Treasury pick Mnuchin takes risks
Ex- Wall Street banker has record of hits and misses
From buying a failed bank during the U. S. financial crisis to producing major movies and serving as national finance chairman for Donald Trump’s presidential campaign, Steven Mnuchin has a record of winning risky bets.
Now the former Wall Street banker is poised for what could be his biggest challenge yet: Trump’s nominee for U. S. Treasury secretary.
Trump is expected to name Mnuchin, 53, as his choice for the nation’s top financial policy job as soon as Wednesday, a source close to Trump’s transition team told USA TODAY on Tuesday. The person spoke on condition of anonymity because officials were not authorized to speak publicly about selections.
To associates and friends who were surprised when he accepted Trump’s invitation to serve as lead campaign fundraiser after the New York presidential primary, Mnuchin offered a potentially prescient explanation.
“Nobody’s going to be like, ‘ Well, why did he do this?’ if I end up in the administration,” he told Bloomberg Businessweek.
The news that Mnuchin is Trump’s pick came as reports swirled that Trump would nominate billionaire Wilbur Ross, also considered a risk taker, to serve as Commerce secretary. Ross, 79, made a career out of buying ailing companies in sometimes troubled sectors on the cheap, restructuring them and then selling them for billions of dollars. Ross, too, could be announced as early as Wednesday, the source close to the transition team said.
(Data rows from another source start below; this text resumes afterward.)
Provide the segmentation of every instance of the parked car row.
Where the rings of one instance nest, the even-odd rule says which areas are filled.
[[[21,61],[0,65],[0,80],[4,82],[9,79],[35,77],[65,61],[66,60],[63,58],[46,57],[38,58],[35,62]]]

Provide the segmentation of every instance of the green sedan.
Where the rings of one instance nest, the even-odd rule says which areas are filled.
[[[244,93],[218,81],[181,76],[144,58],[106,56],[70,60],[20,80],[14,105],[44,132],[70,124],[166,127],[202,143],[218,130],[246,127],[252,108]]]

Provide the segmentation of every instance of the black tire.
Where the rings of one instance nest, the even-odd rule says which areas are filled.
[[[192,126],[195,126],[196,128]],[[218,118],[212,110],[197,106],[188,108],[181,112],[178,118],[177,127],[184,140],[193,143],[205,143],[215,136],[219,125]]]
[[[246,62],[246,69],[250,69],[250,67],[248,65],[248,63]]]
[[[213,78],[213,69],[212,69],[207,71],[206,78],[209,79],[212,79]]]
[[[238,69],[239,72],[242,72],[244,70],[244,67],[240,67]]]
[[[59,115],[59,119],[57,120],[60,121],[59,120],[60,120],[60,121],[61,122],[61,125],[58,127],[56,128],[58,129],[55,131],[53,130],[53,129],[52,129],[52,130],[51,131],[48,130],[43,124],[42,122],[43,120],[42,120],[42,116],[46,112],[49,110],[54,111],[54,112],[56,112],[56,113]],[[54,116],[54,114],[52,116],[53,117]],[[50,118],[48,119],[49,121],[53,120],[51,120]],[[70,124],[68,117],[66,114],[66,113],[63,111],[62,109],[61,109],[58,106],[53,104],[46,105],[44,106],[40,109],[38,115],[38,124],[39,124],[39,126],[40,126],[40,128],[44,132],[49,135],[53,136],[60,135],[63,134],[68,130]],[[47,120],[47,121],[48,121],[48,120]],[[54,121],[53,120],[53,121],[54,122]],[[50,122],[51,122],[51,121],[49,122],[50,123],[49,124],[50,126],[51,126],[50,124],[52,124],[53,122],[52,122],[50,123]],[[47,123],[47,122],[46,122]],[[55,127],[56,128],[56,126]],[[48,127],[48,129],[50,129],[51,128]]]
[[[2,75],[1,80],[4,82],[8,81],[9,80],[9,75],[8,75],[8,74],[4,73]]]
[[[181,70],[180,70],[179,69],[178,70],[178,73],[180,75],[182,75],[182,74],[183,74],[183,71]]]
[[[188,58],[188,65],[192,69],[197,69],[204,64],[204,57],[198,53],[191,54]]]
Trump has praised Mnuchin, who with the Republican National Committee helped raise tens of millions of dollars for the billionaire businessman’s campaign. However, they weren’t always the best of friends.
In a 2008 lawsuit, Trump targeted one of Mnuchin’s companies in a lawsuit that alleged Deutsche Bank and others improperly balked at extending multimilliondollar construction loans on the Trump International Hotel and Tower in Chicago. The case was settled.
Mnuchin, a twice- married father of three, is a Yale graduate who followed his father to renowned U. S. investment bank Goldman Sachs. He spent 17 years there, amassing a fortune and becoming an executive vice president of the New York City- based company before his 2003 departure.
His next stop was ESL International, the hedge fund founded by Edward Lampert, one of Mnuchin’s Yale roommates and another Goldman alumnus who now is the CEO and chairman of Sears Holdings. Lampert tapped him for a board seat on Sears Holdings- owned retail chain Kmart in 2003. Mnuchin left to become chief executive of SFM Capital Management, backed by financier George Soros.
Mnuchin’s SFM tenure was similarly brief. In 2004, he co- founded private hedge fund Dune Capital Management with Daniel Neidich, another former Goldman executive. The fund invested in equities and real estate — including some Trump projects.
The fund invested in the U. S. movie industry. Starting in 2006, Mnuchin reached a three- year deal in which Dune Entertainment agreed to invest $ 500 million in 20th Century Fox movies, according to media reports.
The transaction launched a deeper Mnuchin dive into entertainment investments and co- producing that included the blockbusters Avatar and the X- Men franchise, American Sniper, Gravity and The Lego Movie.
In 2013, Mnuchin, filmmaker Brett Ratner and Australian businessman James Packer joined in RatPac- Dune Entertainment that agreed to $ 300 million in co- financing for as many as 75 films by Warner Bros. Pictures, according to the movie company and media reports.
The following year, Mnuchin partnered with Ryan Kavanaugh and an investment group to buy debt and a stake in Kavanaugh’s Relativity Media.
Five years before taking the Relativity post, he led a group that bought Californiabased IndyMac Bank, which collapsed during the financial crisis.
IndyMac became OneWest Bank, with Mnuchin as chairman.
Mnuchin did not respond to USA TODAY interview requests. However, Trump’s transition staff provided a statement in which former OneWest chief executive Joseph Otting said the bank “remained committed to fair lending and meeting the credit needs of all borrowers in its communities, including those in distress.”